COLUMBIA — At West Junior High, 31 ninth-graders have a newfound passion: the intricacies of American civics and government.
Ninth-graders from the school won first place Monday in "We the People: The Citizen and the Constitution" competition that teaches students about civics.
“Believe it or not, they actually chose to do this,” said Chris Fischer, who teaches honors U.S. government and economics at West. “It’s a lot of work, but it’s also a sharp group of kids that works incredibly hard.”
Students in teams of five or six wrote papers on set topics and presented them to a panel of judges, followed by additional questions that relied on students’ understanding and recall of topics including personal rights to court cases to the Constitution. After a six-minute question-and-answer period, the judges gave feedback on teams’ preparation, cooperation and knowledge.
To prepare for such intense competition, the teams spent a lot of time getting to know each other and learning to work together. Students prepared for everything, even brainstorming various signals to let each other know when to start or stop talking during competition.
“At first we planned to cough, but we thought that would be too distracting,” said Nomin Jagdagdorj, one of West’s competitors. “We thought about doing different things with our arms or nudging each other."
“We were so ready we didn’t even need them,” said fellow competitor Adam Schoelz.
Their rapport is easy now, but the students said learning to work together was a lot harder than they expected.
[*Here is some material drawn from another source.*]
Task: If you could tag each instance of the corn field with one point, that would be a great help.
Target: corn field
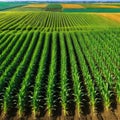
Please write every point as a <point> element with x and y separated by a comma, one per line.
<point>58,65</point>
“We had all been told, ‘You’re so smart — you’ll do fine,’ but we had to learn how to listen to each other and admit that we might not always be right,” Jagdagdorj said.
“At our first meeting, it was 40 minutes of flat-out fighting,” Hannah Hughes said, laughing. “Even if we were on the same side, we fought because we argued it in a different way.”
Despite rocky starts, the students agreed that their team’s dynamic grew into something special.
“We learned how to feed off each other and to know when other team members were struggling so we could help them out,” Hughes said.
According to its Web site, "We the People" is a national competition created by the Center for Civic Education. The Missouri Bar Association is the state’s coordinator, and volunteers from various legal professions around the state acted as judges for the competition. The students were ineligible to compete for the national competition, which was only reserved for high school students.
"We the People" is one of two choices for a project in Fischer's class. A total of 31 ninth-graders opted for this project, and preparations began in late August.
According to Jack Wax, spokesman for the Missouri Bar Association, teachers know what questions will be asked and prepare students throughout the year based on a specific curriculum.
Students agreed that the effects of the competition would be lasting.
“If I had gone forward in time and listened to some of the conversations we’re having now, I would have been totally lost,” Schoelz said.
His fellow students burst out laughing and agreed.
“I wouldn’t have imagined it, but I learned a lot and I’m sure it will stick with me,” Schoelz said.